Twitter’s version of Instagram is now live, here’s how to filter your photos with the app

Twitter has finally launched its own version of Instagram, the company announced in a blog post today.

The new image editing suite of filters comes as part of the company’s updated iOS and Android apps, which should be available to you in the respective app stores now.  Twitter has been forced to release its own image filter service as Instagram moves away from the site towards tighter Facebook integration.

In April Facebook paid over $1 billion for Instragram and has been integrating the service into its own social network since then.

In the post on the company blog Twitter said that the effects for its new filter service come from the online media editing company, Aviary, which has some pedigree in online photo manipulation.

“Starting today, you’ll be able to edit and refine your photos, right from Twitter. The latest versions of Twitter for iPhone and Twitter for Android introduce a few new ways to enhance the images you tweet. We’re grateful to our partner, Aviary, for powering our filters and effects.”

How to use Twitter’s new photo filter service

1. To apply a filter to an image you will have to first download the updated Twitter app for Android or iPhone/iPod.

2. Compose a new tweet (there doesn’t appear to be a way to edit already tweeted photos) and select a photo from your phone or tablet’s gallery or take a new photo.

How to use Twitter's new photo filter system. Compose Tweet

Compose Tweet

3. Once selected, you can then auto correct the image, crop it or apply one of nine filters.

How to use Twitter's new photo filter system. Twitter has 9 filters

Twitter has 9 filters

4. With your filter chosen you then select the “Done” button (top right) and can now tweet your filtered and edited image.

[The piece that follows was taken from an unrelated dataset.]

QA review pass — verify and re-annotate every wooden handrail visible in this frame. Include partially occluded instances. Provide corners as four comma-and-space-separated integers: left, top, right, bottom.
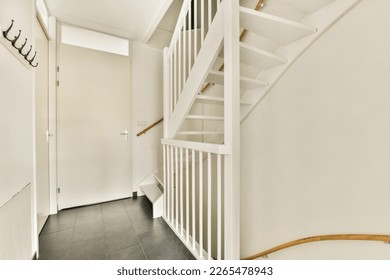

How to use Twitter's new photo filter system. Write your Tweet

Write your Tweet

Your filtered photo will then be tweeted

Having the image editing system built directly into Twitter is certainly very nice, and fast, but it’s doubtful that the service will overtake or damage Instagram; at least in the short term.  But, Twitter has worked fast to ensure that Twitter/Instagram users are not disadvantaged too much by the latter’s move towards a more closed, Facebook-focused, future.

Instagram’s community of loyal followers are likely to stay with the service, that is, unless Twitter can develop some new image editing feature that can turn heads – it’s partnership with Avairy certain looks good in this respect.

Although it’s early days for the service, it is a shame that this is only available on the company’s mobile apps and not the web interface.